When reviewing the rules of American culture, I have thought about my own experiences and feelings with the rules of sympathy. I agree with the first rule. Unfortunately, people often crave attention to be give sympathy which is seen a lot today on social media. However, when something bad does happen to the individual, people are less likely to reach out to the person, give sympathy or assistance, and things of that matter. I agree and do not agree with the second rule. I agree that if one has a reason to claim sympathy that they should but dragging the situation out can be repetitive and others can build a tolerance in a way to your situation. However, I do not agree with this rule because if an individual is in a situation, such as losing a parent, a lifelong effecting event, difficult things may come up which triggers this event in which sympathy should be given when it is needed to support the individual. I do agree with the third rule. If one does not accept when others is giving sympathy to them, they often are seen as stubborn, selfish, have an attitude and are better than everyone else. Verbal and non-verbal signals can help one determine if one is accepting or denying the sympathy given to them and determines their personality or way of life.

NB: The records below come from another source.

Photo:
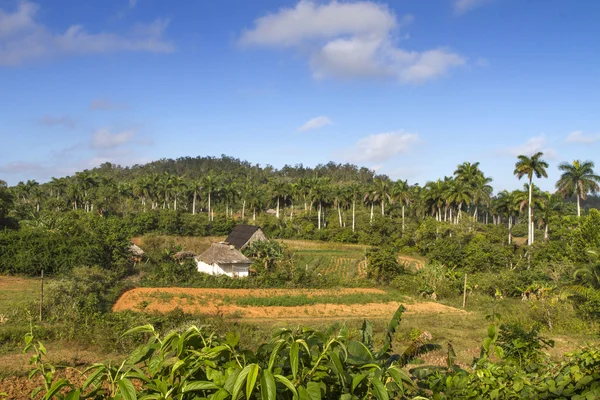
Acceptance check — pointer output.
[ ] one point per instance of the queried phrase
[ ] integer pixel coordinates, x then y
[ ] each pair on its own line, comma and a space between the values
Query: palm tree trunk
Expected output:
319, 216
402, 219
353, 215
530, 238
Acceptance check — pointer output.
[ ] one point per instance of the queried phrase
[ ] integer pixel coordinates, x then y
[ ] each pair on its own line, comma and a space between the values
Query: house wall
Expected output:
231, 270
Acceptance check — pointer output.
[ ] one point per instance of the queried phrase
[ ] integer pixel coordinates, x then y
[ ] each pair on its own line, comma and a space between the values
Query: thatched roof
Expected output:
241, 234
184, 255
223, 253
136, 251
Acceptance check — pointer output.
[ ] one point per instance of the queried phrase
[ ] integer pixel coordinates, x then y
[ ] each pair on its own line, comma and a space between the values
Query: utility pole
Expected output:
42, 297
465, 292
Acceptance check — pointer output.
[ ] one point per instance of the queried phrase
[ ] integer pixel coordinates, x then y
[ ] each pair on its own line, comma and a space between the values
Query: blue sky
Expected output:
410, 88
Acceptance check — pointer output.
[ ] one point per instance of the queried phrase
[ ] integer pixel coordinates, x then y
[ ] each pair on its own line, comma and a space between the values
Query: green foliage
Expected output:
382, 264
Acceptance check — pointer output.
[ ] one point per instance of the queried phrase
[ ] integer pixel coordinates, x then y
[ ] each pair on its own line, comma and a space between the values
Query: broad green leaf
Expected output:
356, 381
287, 383
239, 382
232, 338
268, 389
220, 395
314, 390
274, 353
28, 338
294, 350
199, 385
126, 389
399, 376
379, 389
73, 395
55, 388
140, 329
41, 348
251, 379
358, 353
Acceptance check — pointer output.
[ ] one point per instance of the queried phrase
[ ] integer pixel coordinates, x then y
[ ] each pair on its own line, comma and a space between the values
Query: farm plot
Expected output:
341, 264
273, 303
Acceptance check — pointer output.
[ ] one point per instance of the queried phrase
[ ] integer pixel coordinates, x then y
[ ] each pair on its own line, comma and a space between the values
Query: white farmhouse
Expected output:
223, 259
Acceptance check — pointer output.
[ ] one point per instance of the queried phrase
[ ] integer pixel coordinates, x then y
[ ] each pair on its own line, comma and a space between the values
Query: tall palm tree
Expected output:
506, 204
530, 166
353, 191
279, 192
402, 194
210, 185
578, 179
381, 192
195, 187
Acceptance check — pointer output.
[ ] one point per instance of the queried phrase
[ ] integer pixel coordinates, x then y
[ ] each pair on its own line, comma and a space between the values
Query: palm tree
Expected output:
506, 204
279, 191
210, 185
381, 192
578, 179
402, 194
530, 166
459, 193
195, 187
353, 191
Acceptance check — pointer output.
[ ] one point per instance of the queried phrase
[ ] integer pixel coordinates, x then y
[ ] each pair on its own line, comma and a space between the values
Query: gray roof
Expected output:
241, 234
223, 253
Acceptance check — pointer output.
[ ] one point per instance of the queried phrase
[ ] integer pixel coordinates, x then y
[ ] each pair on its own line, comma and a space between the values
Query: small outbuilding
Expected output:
243, 235
223, 259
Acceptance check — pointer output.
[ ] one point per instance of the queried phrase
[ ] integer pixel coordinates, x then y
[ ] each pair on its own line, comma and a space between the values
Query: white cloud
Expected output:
530, 147
463, 6
23, 39
350, 40
380, 147
104, 139
103, 104
49, 120
580, 137
315, 123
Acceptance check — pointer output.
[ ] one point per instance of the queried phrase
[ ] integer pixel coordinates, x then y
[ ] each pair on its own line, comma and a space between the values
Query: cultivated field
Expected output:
286, 304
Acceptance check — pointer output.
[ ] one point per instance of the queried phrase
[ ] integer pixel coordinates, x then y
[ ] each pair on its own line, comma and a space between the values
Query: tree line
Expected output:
227, 187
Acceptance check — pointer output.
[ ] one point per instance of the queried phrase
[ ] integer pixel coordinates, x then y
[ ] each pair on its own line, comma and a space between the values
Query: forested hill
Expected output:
198, 167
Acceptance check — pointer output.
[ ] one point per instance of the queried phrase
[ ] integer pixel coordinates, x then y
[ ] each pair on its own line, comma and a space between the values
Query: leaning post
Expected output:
465, 292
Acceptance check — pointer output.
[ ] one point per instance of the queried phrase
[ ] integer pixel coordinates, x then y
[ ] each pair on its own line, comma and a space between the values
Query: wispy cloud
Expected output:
315, 123
49, 120
379, 147
580, 137
350, 40
530, 147
23, 39
104, 139
463, 6
104, 105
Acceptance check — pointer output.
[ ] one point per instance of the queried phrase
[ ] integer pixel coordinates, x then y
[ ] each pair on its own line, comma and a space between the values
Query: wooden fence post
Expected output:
465, 292
42, 297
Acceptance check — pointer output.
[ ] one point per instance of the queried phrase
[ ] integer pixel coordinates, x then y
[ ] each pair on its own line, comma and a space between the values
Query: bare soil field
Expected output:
218, 302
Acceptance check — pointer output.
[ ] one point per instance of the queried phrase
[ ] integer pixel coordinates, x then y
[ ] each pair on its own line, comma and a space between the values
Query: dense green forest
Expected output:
526, 244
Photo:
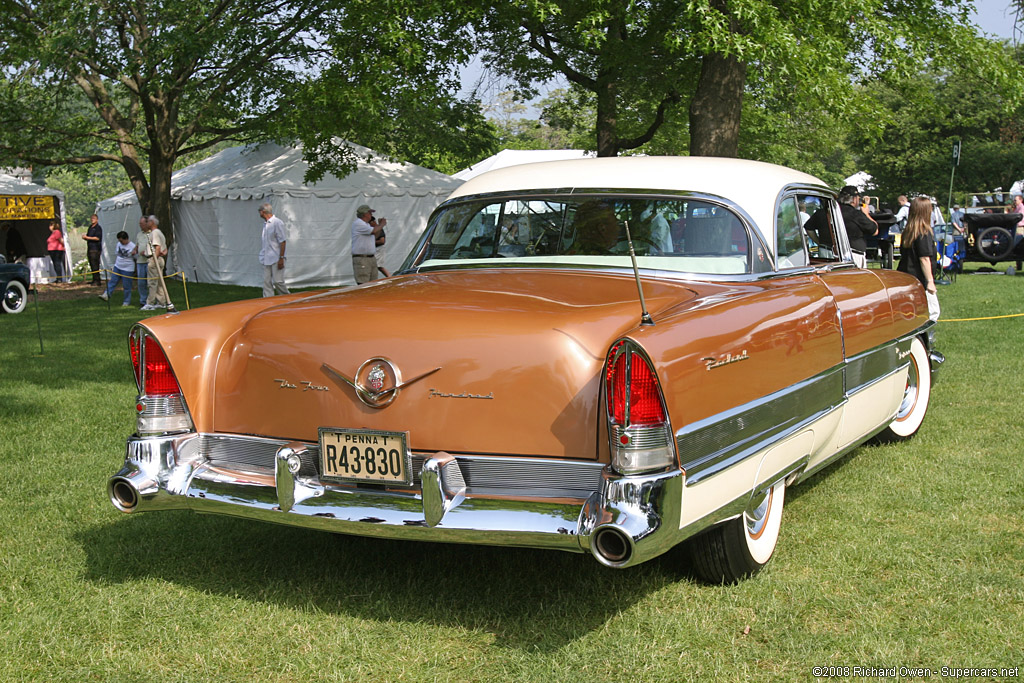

Clark, C., 1998. Misery And Company: Sympathy In Everyday Life. University of Chicago Press, pp.103-108.

Who deserves sympathy for the longest amount of time? (1 is the highest and 7 is the lowest)

  1. Breaking a leg and having to stay on a cast and crutches for 6 months (4)
  2. Having to take a really hard sociology class from a professor who according to rumors is really mean (6)
  3. Having a parent die when you are only 20 years old (1)
  4. Having a parent die when you are 55 years old (2)
  5. Being dumped by your boy/girlfriend after dating them for 3-4 years (3)
  6. Flunking out of college (%)
  7. Being expelled from college after being caught cheating (7)

As I reviewed the situations and ordered how long I would give someone sympathy to, I realized that these answers will be different to everyone based on their feelings and personal experiences. I personally put myself in each situation as if I had a friend who (enter situation here) and then asked myself how “bad” would I feel for them and how much sympathy would I give to them? Based on my personal experiences, beliefs, feelings, etc, I ordered the situations from how much sympathy I would give to someone. I would give the most amount of sympathy to an individual who has a parent pass away when they are twenty years old and I would give the least amount of sympathy to someone who was expelled from college after being caught cheating. I do think it is possible for someone to receive or offer sympathy for an indefinite amount of time. We, humans, often do not give sympathy indefinitely due to patience and tolerance but I do think it is possible. I think it depends on each individual’s personality and situation. I think their may be some gender differences with sympathy due to cultural beliefs but I do not think that their should be a large difference. Often men are supposed to be tough so if they give or receive sympathy they may not be seen as tough. However, I feel that no matter your gender, giving and receiving sympathy is being kind.